Ellen e eu, que tivemos a sorte de nos sentarmos bem ao lado de Celeste enquanto ela cantava, puxamos conversa e a fadista veterana nos conta de sua paixão pelo Brasil. Relembra os tempos em que percorreu o país de ponta a ponta fazendo shows – além das longas temporadas em cartaz nos teatros do Rio de Janeiro, ela se apresentou em São Paulo, Minas Gerais, no Nordeste, no Sul do País e chegou até a Amazônia. Das várias estrelas nacionais que conheceu nessa época, ela guarda com carinho a lembrança do ator, compositor e poeta Mário Lago. Mas a conversa é logo interrompida por um brasileiro, com jeito de turista e que parece um pouco deslocado no ambiente, que pede a Celeste para tirar uma selfie ao lado dela. A artista concorda, um pouco a contragosto, e pede ao rapaz que não poste a sua imagem no Facebook. Fico na dúvida se ele vai cumprir o prometido.
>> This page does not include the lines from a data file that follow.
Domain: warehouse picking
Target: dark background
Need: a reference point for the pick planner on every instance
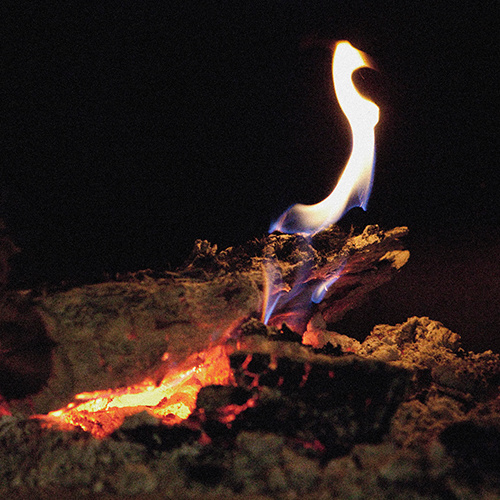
(133, 128)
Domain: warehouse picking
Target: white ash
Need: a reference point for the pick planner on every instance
(412, 461)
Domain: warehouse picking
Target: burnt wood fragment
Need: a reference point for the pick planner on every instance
(337, 401)
(117, 333)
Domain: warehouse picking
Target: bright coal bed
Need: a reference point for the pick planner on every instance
(405, 413)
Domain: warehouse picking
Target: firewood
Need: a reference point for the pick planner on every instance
(119, 332)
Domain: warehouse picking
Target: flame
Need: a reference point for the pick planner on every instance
(172, 400)
(355, 183)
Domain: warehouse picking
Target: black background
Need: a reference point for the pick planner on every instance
(133, 128)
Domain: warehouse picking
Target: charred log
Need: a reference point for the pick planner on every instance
(116, 333)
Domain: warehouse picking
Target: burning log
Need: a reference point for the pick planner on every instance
(119, 333)
(435, 436)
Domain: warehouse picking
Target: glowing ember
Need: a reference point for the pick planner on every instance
(172, 400)
(354, 186)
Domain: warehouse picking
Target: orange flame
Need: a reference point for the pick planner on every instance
(172, 400)
(355, 183)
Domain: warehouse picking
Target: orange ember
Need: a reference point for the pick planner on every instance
(172, 400)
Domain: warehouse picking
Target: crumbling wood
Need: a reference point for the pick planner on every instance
(120, 332)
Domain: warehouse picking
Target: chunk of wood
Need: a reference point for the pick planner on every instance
(57, 343)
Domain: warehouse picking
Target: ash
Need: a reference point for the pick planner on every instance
(442, 438)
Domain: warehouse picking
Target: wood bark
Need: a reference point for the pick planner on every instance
(55, 344)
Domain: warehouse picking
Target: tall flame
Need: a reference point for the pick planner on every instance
(355, 183)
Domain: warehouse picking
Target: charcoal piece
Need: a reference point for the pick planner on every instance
(157, 438)
(213, 397)
(207, 467)
(117, 333)
(338, 401)
(475, 447)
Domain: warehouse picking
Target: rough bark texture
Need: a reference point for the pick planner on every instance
(55, 344)
(442, 441)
Já são mais de 4 horas da manhã, e a pequena plateia que ainda resiste na Associação do Fado Casto agora vibra com a jovem fadista Teresa, que canta com entusiasmo e paixão. Antes de partir, Celeste nos confidencia que se contenta com poucas horas de sono e que a receita para sua vitalidade impressionante é o próprio fado, o elixir que a mantém de pé. “O fado é a minha vida”, resume.
O fado e sua voz celestial.
Confira a seguir o vídeo Fado Celeste, realizado por Bruno Almeida para comemorar os 90 anos de Celeste Rodrigues. Em cena aparecem vários fadistas famosos como Camané, Gisela João e Carminho (que recentemente lançou um disco belíssimo em que interpreta composições de Tom Jobim). O garotinho de cabelos cacheados que ganha destaque no vídeo é Gaspar, o bisneto de Celeste, que hoje adolescente já revela sua alma de fadista.
Pura poesia seu texto!! Lindo de se ler, ver e ouvir!
Adorei o texto, me senti em Lisboa, ouvindo fado.
Rosangela, naveguei no seu texto. Senti a Celeste ao meu lado e o fado fluindo na noite lisboeta.
Gostei bastante do seu texto, só errou no conteúdo da bebida, Celeste não bebe vinho, aliás nunca bebeu nada com álcool, ela estava a beber uma coca-cola 🙂
Caro Diogo, obrigada pelos comentários. Quanto ao erro apontado, já foi corrigido. Obrigada!